In this paper, the combination of experimental TPA for the dominant path identification with the optimization procedure solves the vibration problem accurately and effectively. However, there are some limitations in this research. On one hand, application of other TPA methods can also be further studied to analyze the vibration problem of RSF in this paper, such as operational TPA (OTPA) and OPAX; on the other hand, in the optimization procedure, the multiobjective function optimization method deserves to be investigated, which may obtain a better optimization result. Also some optimization algorithms can be further studied, such as the NAGA-II multiobjective genetic algorithm, or combining the genetic algorithm with the sequential quadratic programming (SQP) method.
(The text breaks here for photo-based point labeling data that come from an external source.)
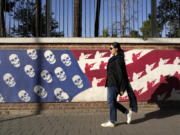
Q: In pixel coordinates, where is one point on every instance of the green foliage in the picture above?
(25, 15)
(146, 29)
(168, 13)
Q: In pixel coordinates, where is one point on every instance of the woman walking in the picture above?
(117, 83)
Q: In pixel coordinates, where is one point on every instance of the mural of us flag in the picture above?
(79, 75)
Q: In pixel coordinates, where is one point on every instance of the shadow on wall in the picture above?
(165, 96)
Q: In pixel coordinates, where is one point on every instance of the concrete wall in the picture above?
(153, 67)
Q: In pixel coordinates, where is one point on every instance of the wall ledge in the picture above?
(89, 40)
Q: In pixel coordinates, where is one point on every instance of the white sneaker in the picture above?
(108, 124)
(129, 117)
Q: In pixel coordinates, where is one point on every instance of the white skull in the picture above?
(65, 58)
(32, 53)
(40, 91)
(61, 95)
(29, 70)
(50, 57)
(9, 80)
(24, 96)
(60, 74)
(1, 99)
(46, 76)
(77, 81)
(14, 59)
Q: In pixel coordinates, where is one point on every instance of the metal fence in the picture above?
(116, 18)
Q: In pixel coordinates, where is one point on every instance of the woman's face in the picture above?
(113, 50)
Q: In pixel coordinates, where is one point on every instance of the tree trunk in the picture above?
(2, 21)
(77, 18)
(124, 18)
(38, 19)
(97, 18)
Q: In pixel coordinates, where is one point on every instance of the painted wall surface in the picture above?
(79, 75)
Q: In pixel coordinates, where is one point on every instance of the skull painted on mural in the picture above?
(46, 76)
(9, 80)
(40, 91)
(14, 59)
(50, 57)
(77, 81)
(65, 58)
(32, 53)
(1, 99)
(60, 74)
(61, 95)
(24, 96)
(29, 70)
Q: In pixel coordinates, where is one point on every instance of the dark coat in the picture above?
(117, 77)
(116, 73)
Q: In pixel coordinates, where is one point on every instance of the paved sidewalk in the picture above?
(88, 123)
At the same time, although the vibration level of the specific bus speed of 60 km/g and 90 km/h is reduced by mount stiffness optimization based on the path contribution analysis of matrix inversion TPA accurately, the cost and time consumption is high because the operational vibration test is required after optimization. It is a disadvantage for the forward calculation of vibration prediction and NVH design. The dynamic substructure theory (such as frequency-based substructuring, FBS) can be used to further predict the FRFs of transfer paths by simulation after each optimization or design cycle, which will accelerate the validation procedure and NVH design of a light bus.

Data Availability

The data used to support the findings of this study are available from the first author upon request.

Conflicts of Interest

The authors declare no conflicts of interest regarding the publication of this article.

Acknowledgments

This research work was partly supported by the National Key R&D Program of China (project no. 2018YFB0106203).